Partido de esquerda salvadorenho alega fraude no pleito que reelegeu Bukele para presidente com 85% dos votos
Por Rita Camacho (*)
Se já fora catastrófico para a esquerda salvadorenha testemunhar a reeleição de Nayib Bukele para mais cinco anos como presidente com quase 85% dos votos, o pesadelo se ampliou na segunda-feira, 19 de fevereiro, quando finalmente o Tribunal Superior Eleitoral, após 15 dias de escrutínio, divulgou os resultados da eleição parlamentar do país centro-americano. Pela primeira vez desde 1994, quando estreou em eleições, a Frente Farabundo Martí para la Liberación Nacional (FMLN) ficou sem representação na Assembleia Nacional de El Salvador. Não alcançou votação para sequer uma das 60 cadeiras em disputa, embora algumas pesquisas de opinião, dias antes das eleições, lhes atribuíssem até duas. Bukele garantiu 57 deputados para sua base de sustentação: 54 com seu partido, o Nuevas Ideas; duas com o Concertación Nacional e uma vaga pelo Demócrata Cristiano. A Arena, partido que até 2014 polarizava a cena eleitoral com a FMLN, elegeu dois deputados, a última vaga é do Vamos. Alegando fraude, candidatas da FMLN formalizaram um pedido de anulação das eleições no TSE, que a conta oficial do partido no Facebook chama de “Tribunal Sumiço Eleitoral”.

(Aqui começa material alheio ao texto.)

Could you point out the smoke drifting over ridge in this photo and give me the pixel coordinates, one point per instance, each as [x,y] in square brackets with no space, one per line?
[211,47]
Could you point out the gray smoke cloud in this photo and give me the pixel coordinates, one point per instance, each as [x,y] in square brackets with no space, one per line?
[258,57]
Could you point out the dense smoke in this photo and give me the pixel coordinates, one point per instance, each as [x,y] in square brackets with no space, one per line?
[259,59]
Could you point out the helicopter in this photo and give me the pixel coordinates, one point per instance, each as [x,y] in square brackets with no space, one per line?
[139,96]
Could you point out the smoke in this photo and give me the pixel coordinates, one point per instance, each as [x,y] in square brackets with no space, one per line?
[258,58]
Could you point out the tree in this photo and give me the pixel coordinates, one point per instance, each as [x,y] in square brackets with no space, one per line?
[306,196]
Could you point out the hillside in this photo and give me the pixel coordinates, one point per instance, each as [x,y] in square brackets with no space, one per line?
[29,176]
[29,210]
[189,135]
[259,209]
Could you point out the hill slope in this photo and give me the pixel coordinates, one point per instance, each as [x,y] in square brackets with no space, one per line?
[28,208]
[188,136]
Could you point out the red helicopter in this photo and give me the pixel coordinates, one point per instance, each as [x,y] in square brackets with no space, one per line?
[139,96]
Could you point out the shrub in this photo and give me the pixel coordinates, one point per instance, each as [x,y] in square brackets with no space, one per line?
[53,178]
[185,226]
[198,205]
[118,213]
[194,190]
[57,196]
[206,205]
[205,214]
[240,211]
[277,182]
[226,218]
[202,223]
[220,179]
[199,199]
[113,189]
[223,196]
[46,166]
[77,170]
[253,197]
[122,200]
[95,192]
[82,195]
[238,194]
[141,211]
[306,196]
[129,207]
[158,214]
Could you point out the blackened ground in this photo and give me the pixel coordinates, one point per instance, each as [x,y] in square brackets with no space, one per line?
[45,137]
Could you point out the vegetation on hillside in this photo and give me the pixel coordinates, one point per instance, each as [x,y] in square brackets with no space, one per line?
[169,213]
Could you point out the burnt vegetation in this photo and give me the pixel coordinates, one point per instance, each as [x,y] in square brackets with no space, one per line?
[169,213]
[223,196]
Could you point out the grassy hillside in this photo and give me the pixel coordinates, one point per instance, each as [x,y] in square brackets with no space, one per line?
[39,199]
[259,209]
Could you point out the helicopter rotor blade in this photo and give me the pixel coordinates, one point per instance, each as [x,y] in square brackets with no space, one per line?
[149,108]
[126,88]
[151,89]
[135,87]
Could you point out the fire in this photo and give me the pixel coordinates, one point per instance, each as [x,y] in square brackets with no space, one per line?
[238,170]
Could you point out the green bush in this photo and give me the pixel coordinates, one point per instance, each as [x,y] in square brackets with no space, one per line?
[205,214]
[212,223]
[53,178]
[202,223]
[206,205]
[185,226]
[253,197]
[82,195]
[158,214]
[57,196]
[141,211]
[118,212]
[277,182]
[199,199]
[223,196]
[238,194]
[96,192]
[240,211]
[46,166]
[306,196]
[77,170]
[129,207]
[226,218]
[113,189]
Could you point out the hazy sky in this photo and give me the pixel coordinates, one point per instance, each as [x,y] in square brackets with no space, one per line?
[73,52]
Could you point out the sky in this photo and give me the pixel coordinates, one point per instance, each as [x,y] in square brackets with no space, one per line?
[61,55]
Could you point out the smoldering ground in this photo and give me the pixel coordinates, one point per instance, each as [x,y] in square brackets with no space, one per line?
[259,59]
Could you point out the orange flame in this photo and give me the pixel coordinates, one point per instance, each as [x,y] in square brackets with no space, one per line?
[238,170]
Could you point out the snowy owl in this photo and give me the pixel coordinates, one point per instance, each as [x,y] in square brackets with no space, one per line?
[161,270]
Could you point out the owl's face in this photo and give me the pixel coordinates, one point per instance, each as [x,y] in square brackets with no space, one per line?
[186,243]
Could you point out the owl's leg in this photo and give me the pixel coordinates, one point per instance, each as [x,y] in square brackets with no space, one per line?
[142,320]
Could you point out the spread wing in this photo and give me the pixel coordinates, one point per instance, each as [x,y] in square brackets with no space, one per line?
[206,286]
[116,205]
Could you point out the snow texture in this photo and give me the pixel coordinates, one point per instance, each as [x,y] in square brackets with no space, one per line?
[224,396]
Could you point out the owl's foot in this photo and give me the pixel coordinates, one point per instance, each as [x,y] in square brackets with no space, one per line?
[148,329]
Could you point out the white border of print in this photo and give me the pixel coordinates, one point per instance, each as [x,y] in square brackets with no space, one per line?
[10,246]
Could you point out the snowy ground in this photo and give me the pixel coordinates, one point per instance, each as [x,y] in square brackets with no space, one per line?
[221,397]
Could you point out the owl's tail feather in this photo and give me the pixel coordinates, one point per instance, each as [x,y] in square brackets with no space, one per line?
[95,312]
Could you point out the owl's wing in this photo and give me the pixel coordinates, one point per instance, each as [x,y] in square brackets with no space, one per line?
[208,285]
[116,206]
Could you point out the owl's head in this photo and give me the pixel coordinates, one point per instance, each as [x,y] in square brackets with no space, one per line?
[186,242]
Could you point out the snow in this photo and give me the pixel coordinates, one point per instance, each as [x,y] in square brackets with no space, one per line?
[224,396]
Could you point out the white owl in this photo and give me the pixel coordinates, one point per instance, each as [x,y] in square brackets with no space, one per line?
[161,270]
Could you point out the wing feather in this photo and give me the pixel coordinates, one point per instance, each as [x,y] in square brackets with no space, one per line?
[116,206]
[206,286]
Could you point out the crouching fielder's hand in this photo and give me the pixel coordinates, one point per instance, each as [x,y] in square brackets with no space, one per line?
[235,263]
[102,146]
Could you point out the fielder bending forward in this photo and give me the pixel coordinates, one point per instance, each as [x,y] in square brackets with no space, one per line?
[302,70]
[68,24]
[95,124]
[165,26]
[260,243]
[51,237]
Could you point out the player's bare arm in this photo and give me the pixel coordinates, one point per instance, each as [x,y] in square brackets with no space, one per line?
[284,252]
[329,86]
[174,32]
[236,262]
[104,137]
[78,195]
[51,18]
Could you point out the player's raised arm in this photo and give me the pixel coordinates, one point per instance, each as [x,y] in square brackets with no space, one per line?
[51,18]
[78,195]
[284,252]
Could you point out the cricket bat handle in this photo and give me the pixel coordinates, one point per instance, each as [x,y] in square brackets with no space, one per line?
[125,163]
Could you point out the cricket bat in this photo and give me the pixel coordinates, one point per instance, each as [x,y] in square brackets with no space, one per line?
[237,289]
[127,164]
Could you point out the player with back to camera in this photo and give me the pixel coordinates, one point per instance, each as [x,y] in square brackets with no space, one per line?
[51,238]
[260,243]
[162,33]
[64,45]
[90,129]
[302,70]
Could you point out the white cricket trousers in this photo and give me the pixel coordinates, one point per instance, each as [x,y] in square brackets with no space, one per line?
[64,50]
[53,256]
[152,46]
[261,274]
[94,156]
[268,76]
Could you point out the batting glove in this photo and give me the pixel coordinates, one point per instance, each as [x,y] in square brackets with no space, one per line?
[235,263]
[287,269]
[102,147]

Recordemos que Bukele, jovem empresário de família abastada e fenômeno das redes sociais, foi lançado no cenário político-eleitoral pela FMLN em 2012, quando foi eleito pelo partido para prefeito de Nuevo Cuscatlán, pequeno município da região metropolitana de San Salvador. Na eleição seguinte, em 2015, ganhava o comando da capital. Tinha esse posto quando foi expulso pelo partido após uma série de desavenças com a direção e denúncias de assédio moral contra uma funcionária da prefeitura.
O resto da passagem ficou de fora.